Let’s talk about wealth – relative wealth, that is… Tricky thing about money – most of us feel poor at some point, relative to our lifestyles and to our peers/family. The Canadian average income per year is $40, 541 according to the International Monetary Fund (2011). There is an interesting article that lists 20 jobs that earn approximately this much. I am in my twenties, I have no dependents, and I work full-time in a salaried job. My income is below the national average of my country, but I also recognize that not having children is saving me a lot of money too.
To put us on the global scale, I love to use the chart below.

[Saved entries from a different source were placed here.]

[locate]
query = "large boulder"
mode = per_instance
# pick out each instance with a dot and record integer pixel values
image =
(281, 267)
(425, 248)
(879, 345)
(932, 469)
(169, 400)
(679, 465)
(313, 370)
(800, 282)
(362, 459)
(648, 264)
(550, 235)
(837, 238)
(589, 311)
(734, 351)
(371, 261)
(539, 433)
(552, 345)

Normally I draw it out myself, but I had to find one I could post as an image because my scanner is broken…
This figure represents all of the world’s current money earning adults (in case you were wondering why it’s only ~4.5B people and not 7B people).
More than 2/3 of them make up the bottom portion of the triangle, and earn less than $10, 000 per year.
That’s right – if you are North American you are richer than 67% of humanity. Stop your bitching.
Another 23.5% earn between $10,000 to $100,000 – with most of us at the lower end of that spectrum.
And less than 1% of people in the world are millionaires and billionaires – however, they own 38.5% of the total $. The original posters of this figure break it down even further:
“As readers can see above, the figures for mid-2011 indicate that 29.7 million adults, about 1/2 of one percent of the world’s population, own more than one third of global household wealth. Of this group, they estimate that 85,000 individuals are worth more than $50 million, 29,000 are worth more than $100 million, and 2,700 have assets above $500 million. Compare this to the bottom of the pyramid: 3.054 billion people, 67.6 percent of the world’s population, with assets of less than $10,000, who own a mere 3.3 percent of the world’s wealth. Add another billion people with assets between $10,000 and $100,000 and we have 91.2 percent of the world’s population that owns something on the order of 17.8 percent of total world wealth.” http://rwer.wordpress.com/2011/10/28/the-global-wealth-pyramid/
So next time you think to yourself – wow, that person is so lucky, they get to travel and I don’t – either start saving to buy a plane ticket, or just be grateful that you earn more than $10, 000 a year, and probably won’t ever have to worry affording vaccines, basic education, shoes, a clean toilet, food and a roof over your head.
For my part – I will continue to make travel a high priority for spending my hard-earned dollars, and try to stay humble about how lucky I am to be able to travel with such ease – sound of mind and body, and with a passport, plane ticket and full belly.